I am having some troubles. Please help?

Question

determine which two equations represent parallel lines.
a.) y=5/9x+2
b.)y=9/5x+5
c.)y=9/5x-5
d.)y=-5/9x+5
I think that it is c and d but I keep getting cought up and cannot work the problem all of the way through.

Thanks for the help!!!!!!

Answer 1

Parallel Lines have equal slopes.
These four equations are in the slope-intercept form y = mx + b, with m being the slope

So look for two equations with the same m-value in front of the x

Therefore, you'll see that b. and c. are parallel.

Answer 2

All the equation use this formulae :

y=mx+c, where m is the slope/gradient of the equation. To determine which is parallel to another equation, the m MUST BE THE SAME!!!

So, the m of the equations are :
a)5/9
b)9/5
c)9/5
d)-5/9

Thus, b) is parallel to c).

No working is needed!!!

Answer 3

Parallel lines have equal slope determined by the constant that multiplies x. In your case b. and c. have equal constant 9/5 so they are parallel.

Answer 4

the fomula for a linear graph is y=mx + c. m is the gradient and c is the y intercept. for the 2 graphs (lines) to b parallel, they have to share the same gradient. the answer is b and c, as their gradients are the same - both 9/5.

Answer 5

the parallel lines have sme slopes.so b and c is ur answer where m,slopei.e.,9/5 is same. the parllel lines differ only by their y intercepts.

Answer 6

Yeah. band c.
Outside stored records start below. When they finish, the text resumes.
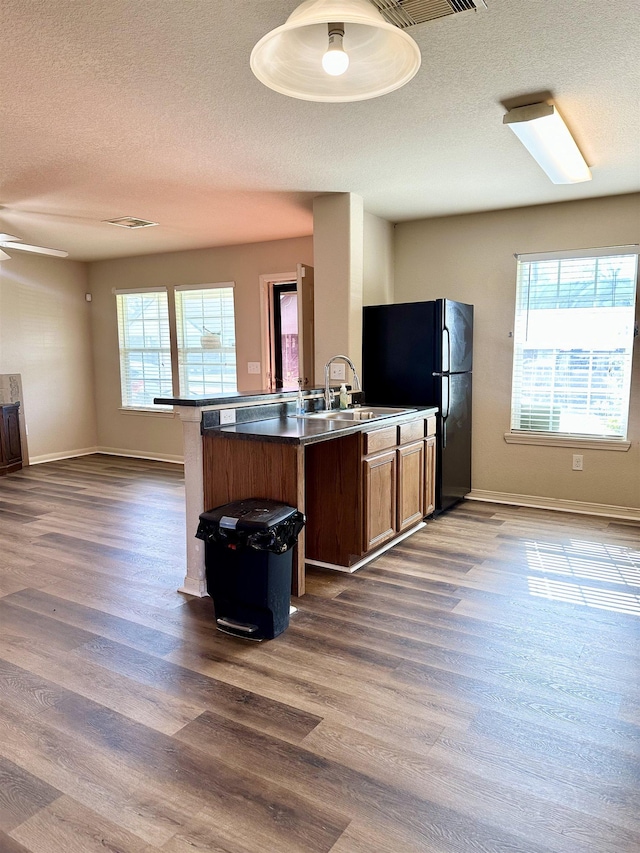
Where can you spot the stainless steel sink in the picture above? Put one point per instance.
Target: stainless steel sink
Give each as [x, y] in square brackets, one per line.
[362, 413]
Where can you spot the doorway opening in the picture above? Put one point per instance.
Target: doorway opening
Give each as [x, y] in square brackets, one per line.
[287, 329]
[286, 369]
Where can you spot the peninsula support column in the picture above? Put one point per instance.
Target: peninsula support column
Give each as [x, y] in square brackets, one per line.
[338, 258]
[195, 579]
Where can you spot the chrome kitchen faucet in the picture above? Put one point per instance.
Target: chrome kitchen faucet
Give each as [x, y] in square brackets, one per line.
[328, 394]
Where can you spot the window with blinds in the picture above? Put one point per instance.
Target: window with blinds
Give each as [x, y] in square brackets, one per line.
[573, 340]
[206, 336]
[145, 354]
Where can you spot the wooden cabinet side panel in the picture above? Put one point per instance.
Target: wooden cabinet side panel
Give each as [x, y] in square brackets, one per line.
[410, 485]
[430, 475]
[380, 499]
[334, 501]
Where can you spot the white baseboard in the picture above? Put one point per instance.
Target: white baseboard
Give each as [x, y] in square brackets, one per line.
[354, 568]
[579, 507]
[108, 451]
[65, 454]
[134, 454]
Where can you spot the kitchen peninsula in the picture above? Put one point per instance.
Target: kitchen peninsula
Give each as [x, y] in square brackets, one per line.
[363, 479]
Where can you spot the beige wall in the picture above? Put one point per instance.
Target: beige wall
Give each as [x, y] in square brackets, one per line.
[158, 436]
[470, 258]
[45, 336]
[338, 247]
[378, 267]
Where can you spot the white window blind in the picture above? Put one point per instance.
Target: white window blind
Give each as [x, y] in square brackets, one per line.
[573, 340]
[206, 339]
[145, 355]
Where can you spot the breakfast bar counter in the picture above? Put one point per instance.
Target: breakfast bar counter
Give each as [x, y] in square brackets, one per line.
[267, 452]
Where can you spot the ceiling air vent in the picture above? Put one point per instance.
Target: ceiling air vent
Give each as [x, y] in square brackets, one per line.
[408, 13]
[130, 222]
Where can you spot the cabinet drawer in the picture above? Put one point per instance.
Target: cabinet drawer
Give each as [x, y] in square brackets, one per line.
[413, 431]
[380, 439]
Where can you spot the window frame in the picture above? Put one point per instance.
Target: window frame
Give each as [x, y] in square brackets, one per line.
[173, 351]
[565, 438]
[126, 404]
[181, 365]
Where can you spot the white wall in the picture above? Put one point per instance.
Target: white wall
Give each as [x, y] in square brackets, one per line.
[157, 436]
[45, 336]
[471, 259]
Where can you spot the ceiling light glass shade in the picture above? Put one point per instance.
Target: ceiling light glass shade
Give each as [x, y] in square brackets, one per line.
[382, 57]
[546, 137]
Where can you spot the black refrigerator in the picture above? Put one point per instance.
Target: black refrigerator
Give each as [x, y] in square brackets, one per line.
[421, 354]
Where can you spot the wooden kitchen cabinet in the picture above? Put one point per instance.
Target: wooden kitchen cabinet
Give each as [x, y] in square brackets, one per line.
[411, 471]
[380, 499]
[365, 490]
[10, 449]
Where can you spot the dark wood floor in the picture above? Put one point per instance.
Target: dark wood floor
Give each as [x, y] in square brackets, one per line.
[475, 690]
The equations are already in slope-intercept form. Only difference are the y-intercepts.

Answer 7

In addition to the previous comments, note that perpendicular lines have gradients that multiply to -1. So c and d are in fact perpendicular (as are b and d).

Answer 8

b and c... one is subtract the other add... lol: but its b n c

Answer 9

c and b